Ah bread! How hard can it truly be to make? I'm an intelligent individual, I've been cooking for years with good results, this will be a snap right? As I've made the decision to bake my way through the CIA textbook, I started with the first recipe:

Lean Dough
5 lb Bread Flour
2/3 oz Instant Dry Yeast
53.5 fl oz Water
1.75 oz Salt

As I'm not a complete moron, I realized before I even began that I would need to reduce this recipe significantly! I am, after all, not working out of a commercial kitchen! So, I halved the recipe. 

I began by gathering my ingredients and unpacking my brand new kitchen scale:

As per the instructions, I combined my flour and yeast in one bowl, and my salt and water in my mixing bowl. 


I then added the flour/yeast mixture to my trusty Kitchen Aid mixer with my  never-been-used bread hook attachment and mixed on low for 2 minutes, then on medium for 3 minutes. Per the instructions, my dough should then be "smooth and elastic". 


...cue the sounds effect (wah wah waaaaaaaah).
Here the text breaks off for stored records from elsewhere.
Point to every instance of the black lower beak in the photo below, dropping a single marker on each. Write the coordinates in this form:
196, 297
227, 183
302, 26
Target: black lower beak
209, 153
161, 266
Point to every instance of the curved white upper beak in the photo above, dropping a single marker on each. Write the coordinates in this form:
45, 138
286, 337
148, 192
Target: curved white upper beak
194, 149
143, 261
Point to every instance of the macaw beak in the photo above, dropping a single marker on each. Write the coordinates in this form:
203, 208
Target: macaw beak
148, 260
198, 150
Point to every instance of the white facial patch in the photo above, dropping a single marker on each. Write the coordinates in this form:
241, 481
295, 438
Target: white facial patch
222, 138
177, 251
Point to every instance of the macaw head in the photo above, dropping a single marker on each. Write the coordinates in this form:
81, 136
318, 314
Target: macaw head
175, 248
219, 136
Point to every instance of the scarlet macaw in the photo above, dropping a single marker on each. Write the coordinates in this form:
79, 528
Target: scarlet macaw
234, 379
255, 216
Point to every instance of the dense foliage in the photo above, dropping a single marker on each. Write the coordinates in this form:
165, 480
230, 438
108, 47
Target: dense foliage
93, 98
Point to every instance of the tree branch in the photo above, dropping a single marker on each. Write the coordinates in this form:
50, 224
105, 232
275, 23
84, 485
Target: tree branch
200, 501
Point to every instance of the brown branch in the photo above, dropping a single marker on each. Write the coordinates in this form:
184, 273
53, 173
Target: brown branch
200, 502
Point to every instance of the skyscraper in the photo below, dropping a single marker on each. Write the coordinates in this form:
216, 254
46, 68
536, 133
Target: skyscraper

I overmixed. 

According to the text "when dough is overmixed it will be very sticky and wet and will have little or no elasticity. This occurs because the gluten strands have been broken down; the resulting product will not rise or bake properly".

Naturally, I did what a lot of women would do, I called my mom. I knew the dough was a lost cause, but for some reason I felt the need to share with her. My mother worked for many years in a bakery and suggested that I start out smaller...like Betty Crocker's Cookbook smaller. 

I however am both empowered and encouraged; why you ask? Because I know where I went wrong! Even cutting the recipe in half wasn't enough! I should have cut it down to a quarter. If you look closely at the above picture, the volume of dough is so high, it actually went over the top of my breadhook. My mighty Kitchen Aid mixture couldn't handle the amount of ingredients I threw at it! Poor thing...

And there is it. My first attempt to bake bread, a failure, perhaps. But it is from failure that we learn to press on, and so I shall.